UE: la presidenza passa oggi alla Germania, ma occhio a questi fronti di crisi

Nella giornata di oggi, mercoledì 1° luglio 2020, la presidenza del Consiglio UE è passata ufficialmente nelle mani della Germania e di Angela Merkel.

Per la cancelliera tedesca, che non ha vacillato durante due crolli economici, una crisi migratoria e molto altro ancora, quella attuale potrebbe essere la sfida più grande del suo mandato.

L’Europa infatti sta attualmente attraversando una fase non facile, nella quale si sono aperti diversi fronti di crisi. Gestirli non sarà semplice per una Germania tra l’altro alle prese con uno dei peggiori scandali finanziari dei tempi moderni, quello di Wirecard.

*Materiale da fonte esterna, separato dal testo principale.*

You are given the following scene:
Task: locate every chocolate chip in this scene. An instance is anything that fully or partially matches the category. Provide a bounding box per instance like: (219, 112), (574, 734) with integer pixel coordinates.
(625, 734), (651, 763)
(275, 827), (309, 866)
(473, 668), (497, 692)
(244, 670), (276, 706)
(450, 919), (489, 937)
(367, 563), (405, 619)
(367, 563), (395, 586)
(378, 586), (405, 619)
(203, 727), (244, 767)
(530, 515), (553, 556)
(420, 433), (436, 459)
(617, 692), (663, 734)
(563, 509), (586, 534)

Presidenza UE a Germania: tutti i fronti di crisi

La situazione europea al momento appare tutto fuorché semplice. L’economia si sta contraendo, il Regno Unito sta portando avanti la sua Brexit, il coronavirus sta ancora avanzando (anche se a ritmi inferiori in molti Paesi) e la tensione con gli USA ha già fatto temere l’arrivo di nuovi dazi contro il Vecchio Continente.

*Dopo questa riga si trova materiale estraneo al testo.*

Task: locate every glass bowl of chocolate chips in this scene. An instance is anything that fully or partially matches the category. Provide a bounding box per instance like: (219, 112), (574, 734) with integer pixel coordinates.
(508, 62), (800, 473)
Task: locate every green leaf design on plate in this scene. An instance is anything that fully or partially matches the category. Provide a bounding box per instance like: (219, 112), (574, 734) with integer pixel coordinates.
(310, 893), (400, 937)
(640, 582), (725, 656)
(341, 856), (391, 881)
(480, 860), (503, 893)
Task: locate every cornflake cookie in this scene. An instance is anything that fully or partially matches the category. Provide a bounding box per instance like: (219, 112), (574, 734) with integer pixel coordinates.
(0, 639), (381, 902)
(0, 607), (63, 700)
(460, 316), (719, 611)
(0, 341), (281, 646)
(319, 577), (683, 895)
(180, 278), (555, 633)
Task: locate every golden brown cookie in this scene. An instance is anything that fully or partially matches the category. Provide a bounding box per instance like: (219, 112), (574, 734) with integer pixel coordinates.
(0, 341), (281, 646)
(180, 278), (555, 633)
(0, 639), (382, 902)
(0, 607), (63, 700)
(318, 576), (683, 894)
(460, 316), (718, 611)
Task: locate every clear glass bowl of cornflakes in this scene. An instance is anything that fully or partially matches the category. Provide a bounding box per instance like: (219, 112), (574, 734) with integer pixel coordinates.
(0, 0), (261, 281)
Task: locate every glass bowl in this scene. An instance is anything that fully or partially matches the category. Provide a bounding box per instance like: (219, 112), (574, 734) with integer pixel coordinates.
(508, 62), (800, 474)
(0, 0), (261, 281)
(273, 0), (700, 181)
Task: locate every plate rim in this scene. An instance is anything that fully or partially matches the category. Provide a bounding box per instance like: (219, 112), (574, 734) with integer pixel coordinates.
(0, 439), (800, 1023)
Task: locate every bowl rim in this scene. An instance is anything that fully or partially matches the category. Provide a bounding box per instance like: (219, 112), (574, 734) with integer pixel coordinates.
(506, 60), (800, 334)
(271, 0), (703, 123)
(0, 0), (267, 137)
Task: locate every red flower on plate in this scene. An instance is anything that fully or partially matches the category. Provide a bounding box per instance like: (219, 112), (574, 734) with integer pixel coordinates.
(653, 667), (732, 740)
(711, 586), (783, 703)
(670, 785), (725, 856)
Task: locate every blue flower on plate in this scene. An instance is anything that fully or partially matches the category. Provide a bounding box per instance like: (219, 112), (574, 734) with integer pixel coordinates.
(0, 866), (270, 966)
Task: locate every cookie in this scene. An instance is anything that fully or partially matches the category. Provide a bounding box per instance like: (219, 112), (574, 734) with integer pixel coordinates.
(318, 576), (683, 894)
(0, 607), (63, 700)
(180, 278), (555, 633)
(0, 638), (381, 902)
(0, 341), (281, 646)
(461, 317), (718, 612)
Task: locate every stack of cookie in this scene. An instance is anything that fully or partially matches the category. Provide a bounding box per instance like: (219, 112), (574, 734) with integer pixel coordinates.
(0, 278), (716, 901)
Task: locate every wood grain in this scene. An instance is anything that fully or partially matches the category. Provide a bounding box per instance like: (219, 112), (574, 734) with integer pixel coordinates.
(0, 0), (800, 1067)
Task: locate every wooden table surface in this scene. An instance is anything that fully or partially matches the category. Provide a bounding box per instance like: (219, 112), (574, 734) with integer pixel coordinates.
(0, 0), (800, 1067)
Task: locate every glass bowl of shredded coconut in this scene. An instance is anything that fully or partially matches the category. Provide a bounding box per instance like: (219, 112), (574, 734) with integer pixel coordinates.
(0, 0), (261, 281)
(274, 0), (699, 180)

Il primo mese della presidenza tedesca sarà forse il più complesso per la Merkel che dovrà fare i conti con il Consiglio europeo straordinario previsto per le giornate del 17 e del 18 giugno.

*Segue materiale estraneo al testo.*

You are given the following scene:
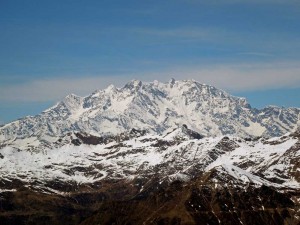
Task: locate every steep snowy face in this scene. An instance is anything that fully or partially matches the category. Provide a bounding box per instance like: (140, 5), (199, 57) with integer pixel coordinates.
(0, 79), (300, 143)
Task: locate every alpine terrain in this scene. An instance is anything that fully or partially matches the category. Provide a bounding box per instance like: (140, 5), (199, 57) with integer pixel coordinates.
(0, 79), (300, 225)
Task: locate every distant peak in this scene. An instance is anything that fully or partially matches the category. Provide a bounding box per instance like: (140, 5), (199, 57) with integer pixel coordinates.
(169, 78), (175, 88)
(124, 80), (143, 90)
(105, 84), (116, 92)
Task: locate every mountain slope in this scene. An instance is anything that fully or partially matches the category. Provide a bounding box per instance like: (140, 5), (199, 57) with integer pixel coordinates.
(0, 79), (300, 144)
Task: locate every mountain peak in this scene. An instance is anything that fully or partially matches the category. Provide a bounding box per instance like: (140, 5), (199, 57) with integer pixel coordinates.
(0, 79), (300, 140)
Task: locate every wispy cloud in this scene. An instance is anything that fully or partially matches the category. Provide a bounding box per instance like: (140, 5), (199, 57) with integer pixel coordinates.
(0, 62), (300, 102)
(237, 52), (274, 57)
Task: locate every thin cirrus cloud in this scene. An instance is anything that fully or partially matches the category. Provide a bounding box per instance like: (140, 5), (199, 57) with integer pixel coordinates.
(0, 62), (300, 102)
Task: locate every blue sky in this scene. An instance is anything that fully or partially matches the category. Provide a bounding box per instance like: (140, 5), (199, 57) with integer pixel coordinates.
(0, 0), (300, 123)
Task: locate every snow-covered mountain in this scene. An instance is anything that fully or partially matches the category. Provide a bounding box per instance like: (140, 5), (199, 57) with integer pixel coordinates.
(0, 125), (300, 192)
(0, 80), (300, 225)
(0, 79), (300, 146)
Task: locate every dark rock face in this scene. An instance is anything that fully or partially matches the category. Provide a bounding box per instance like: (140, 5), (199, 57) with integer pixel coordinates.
(0, 178), (300, 225)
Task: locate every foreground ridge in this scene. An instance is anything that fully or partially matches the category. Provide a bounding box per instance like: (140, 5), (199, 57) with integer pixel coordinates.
(0, 125), (300, 224)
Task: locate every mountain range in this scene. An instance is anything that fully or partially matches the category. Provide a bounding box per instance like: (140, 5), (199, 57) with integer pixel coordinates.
(0, 79), (300, 225)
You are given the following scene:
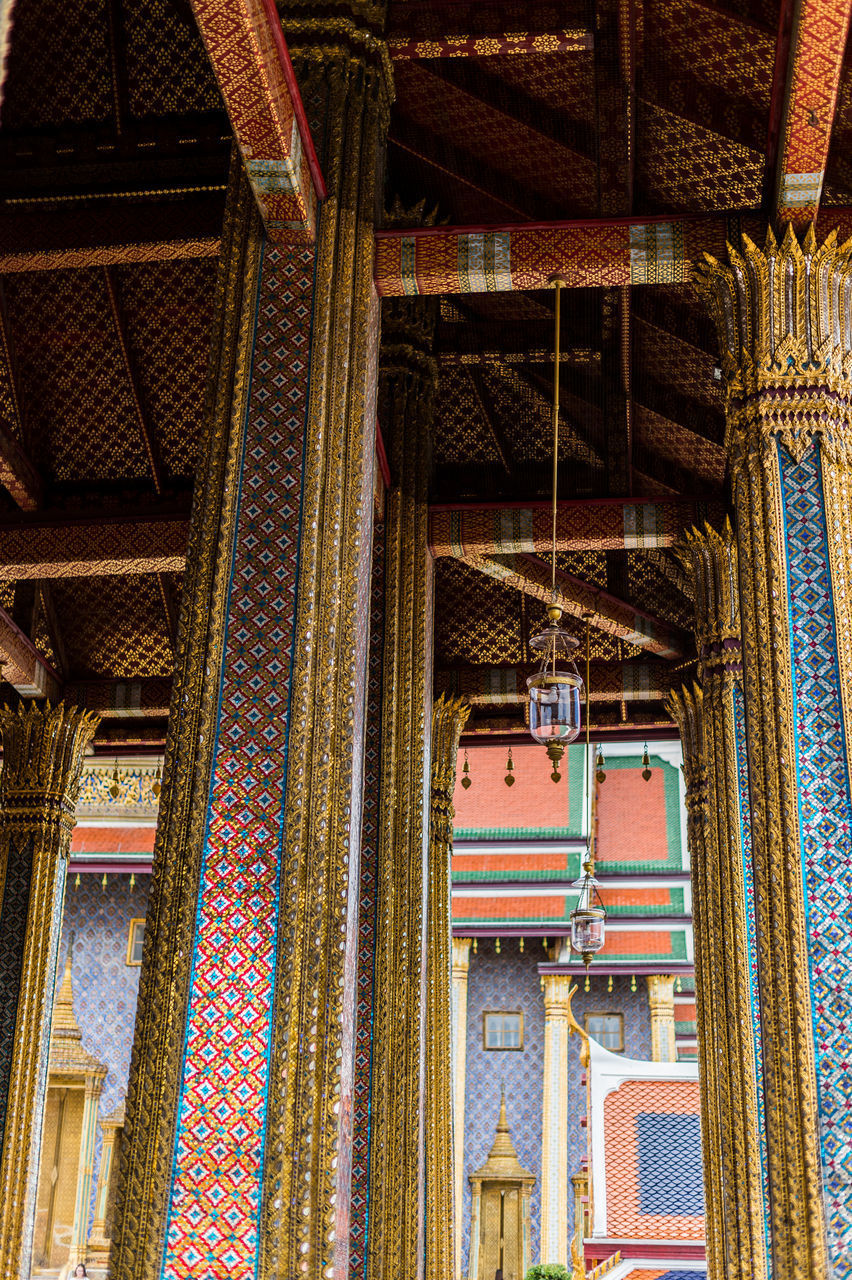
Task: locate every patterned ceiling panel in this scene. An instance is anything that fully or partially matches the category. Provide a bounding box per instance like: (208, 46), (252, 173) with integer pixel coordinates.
(116, 259), (216, 476)
(123, 0), (223, 118)
(636, 100), (766, 212)
(435, 369), (500, 465)
(627, 552), (693, 632)
(3, 0), (114, 131)
(50, 576), (173, 680)
(5, 270), (150, 481)
(633, 316), (724, 413)
(633, 404), (727, 497)
(391, 61), (597, 216)
(493, 54), (595, 125)
(640, 0), (777, 151)
(435, 558), (527, 667)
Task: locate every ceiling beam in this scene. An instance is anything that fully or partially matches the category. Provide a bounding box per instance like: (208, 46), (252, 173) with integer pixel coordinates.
(435, 658), (673, 707)
(459, 553), (683, 658)
(189, 0), (326, 242)
(0, 516), (189, 581)
(388, 27), (595, 61)
(0, 192), (223, 274)
(375, 209), (852, 297)
(65, 678), (171, 719)
(427, 499), (724, 564)
(770, 0), (849, 227)
(0, 609), (61, 698)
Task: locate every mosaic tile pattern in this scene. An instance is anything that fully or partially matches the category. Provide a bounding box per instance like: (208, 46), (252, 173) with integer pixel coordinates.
(779, 448), (852, 1280)
(733, 685), (770, 1257)
(162, 247), (313, 1280)
(604, 1080), (704, 1240)
(462, 938), (651, 1275)
(58, 870), (151, 1217)
(349, 521), (385, 1277)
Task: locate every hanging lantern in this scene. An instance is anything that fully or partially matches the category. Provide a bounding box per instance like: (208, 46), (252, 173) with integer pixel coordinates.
(571, 859), (606, 968)
(527, 604), (583, 782)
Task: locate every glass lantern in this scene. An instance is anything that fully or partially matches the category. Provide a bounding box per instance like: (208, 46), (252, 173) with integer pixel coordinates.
(527, 604), (583, 782)
(571, 860), (606, 968)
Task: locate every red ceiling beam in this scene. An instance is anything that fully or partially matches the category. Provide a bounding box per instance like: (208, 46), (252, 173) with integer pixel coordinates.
(375, 209), (852, 297)
(189, 0), (326, 241)
(770, 0), (849, 227)
(0, 517), (189, 581)
(388, 27), (595, 61)
(429, 498), (724, 558)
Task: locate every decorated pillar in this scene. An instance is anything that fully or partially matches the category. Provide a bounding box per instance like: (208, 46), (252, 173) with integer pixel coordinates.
(425, 698), (471, 1280)
(645, 973), (677, 1062)
(453, 938), (473, 1280)
(367, 290), (437, 1280)
(113, 0), (391, 1280)
(696, 229), (852, 1280)
(541, 973), (571, 1267)
(0, 703), (99, 1280)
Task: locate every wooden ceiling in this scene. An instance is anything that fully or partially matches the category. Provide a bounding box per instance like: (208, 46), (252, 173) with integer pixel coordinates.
(0, 0), (852, 750)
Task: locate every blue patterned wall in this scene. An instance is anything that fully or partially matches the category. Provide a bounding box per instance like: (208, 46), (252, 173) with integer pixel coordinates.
(58, 870), (151, 1212)
(462, 938), (651, 1275)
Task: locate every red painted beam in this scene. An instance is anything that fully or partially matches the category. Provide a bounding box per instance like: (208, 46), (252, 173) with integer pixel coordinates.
(375, 209), (852, 297)
(770, 0), (851, 227)
(189, 0), (326, 241)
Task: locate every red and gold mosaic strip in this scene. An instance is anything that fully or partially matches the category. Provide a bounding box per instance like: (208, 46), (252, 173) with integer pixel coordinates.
(185, 0), (325, 241)
(775, 0), (849, 227)
(388, 27), (595, 61)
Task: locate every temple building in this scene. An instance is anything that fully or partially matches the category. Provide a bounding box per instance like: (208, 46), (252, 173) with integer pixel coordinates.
(0, 0), (852, 1280)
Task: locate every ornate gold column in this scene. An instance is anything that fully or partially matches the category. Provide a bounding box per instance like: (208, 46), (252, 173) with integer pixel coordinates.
(541, 973), (571, 1267)
(86, 1102), (124, 1275)
(697, 229), (852, 1280)
(645, 973), (677, 1062)
(113, 12), (394, 1280)
(453, 938), (473, 1280)
(668, 685), (727, 1280)
(0, 703), (99, 1280)
(367, 290), (437, 1280)
(425, 696), (471, 1280)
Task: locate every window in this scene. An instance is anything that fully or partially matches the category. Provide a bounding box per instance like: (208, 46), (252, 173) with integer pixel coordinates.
(586, 1014), (624, 1053)
(127, 920), (145, 964)
(482, 1012), (523, 1048)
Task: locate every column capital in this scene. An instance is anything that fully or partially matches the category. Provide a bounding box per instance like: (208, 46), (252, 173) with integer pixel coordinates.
(0, 703), (100, 829)
(695, 225), (852, 477)
(453, 938), (473, 978)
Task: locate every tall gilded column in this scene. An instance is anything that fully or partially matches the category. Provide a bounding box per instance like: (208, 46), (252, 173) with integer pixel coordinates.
(541, 973), (571, 1267)
(113, 12), (394, 1280)
(425, 698), (471, 1280)
(367, 290), (437, 1280)
(0, 703), (99, 1280)
(697, 229), (852, 1280)
(645, 973), (677, 1062)
(667, 685), (727, 1280)
(453, 938), (473, 1280)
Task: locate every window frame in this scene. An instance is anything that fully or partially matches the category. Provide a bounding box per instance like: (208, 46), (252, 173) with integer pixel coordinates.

In quell’occasione la Germania dovrà difendere a spada tratta le sue idee sul Recovery Fund e dovrà smarcarsi dalle opposizioni dei Paesi frugali (Danimarca, Svezia, Olanda e Austria).

In questo contesto si inseriranno poi le discussioni sulla Brexit. Il Regno Unito e l’UE dovranno trovare un accordo commerciale entro la fine dell’anno (periodo di transizione) altrimenti i rapporti fra le parti torneranno ad essere assoggettati alle regole dell’OMC.

Non sarà facile, anche perché il Vecchio Continente dovrà contemporaneamente portare avanti la sua battaglia contro il coronavirus che a diversi mesi dalla sua comparsa non è stato ancora del tutto debellato.

Nelle ultime settimane, però, a far tremare l’Unione europea non è stata soltanto l’emergenza COVID-19. Donald Trump ha infatti minacciato l’introduzione di nuovi dazi contro l’UE nel pieno dello scontro Airbus-Boeing sugli aiuti di Stato.

Le questioni che la Merkel dovrà affrontare ora che la presidenza del Consiglio UE è passata alla Germania saranno insomma molteplici e non riguarderanno soltanto il blocco nella sua interezza. Problematiche interne, come quelle riguardanti lo scandalo Wirecard, continueranno a far tremare Berlino.

Il programma della Merkel

La Germania ha già reso noto il programma che intenderà seguire nel corso della sua presidenza al Consiglio dell’UE. Questo, si legge sui siti istituzionali europei, si baserà su alcune direttrici principali:

  • superamento della crisi da coronavirus;
  • ripresa economica e sociale di lungo termine;
  • maggiore solidità, innovatività ed equità dell’Europa;
  • focus su sostenibilità;
  • attenzione a sicurezza e valori comuni;
  • rafforzamento della posizione europea nel mondo.

La presidenza UE della Germania durerà fino al 31 dicembre 2021, quando Merkel passerà la palla al Portogallo.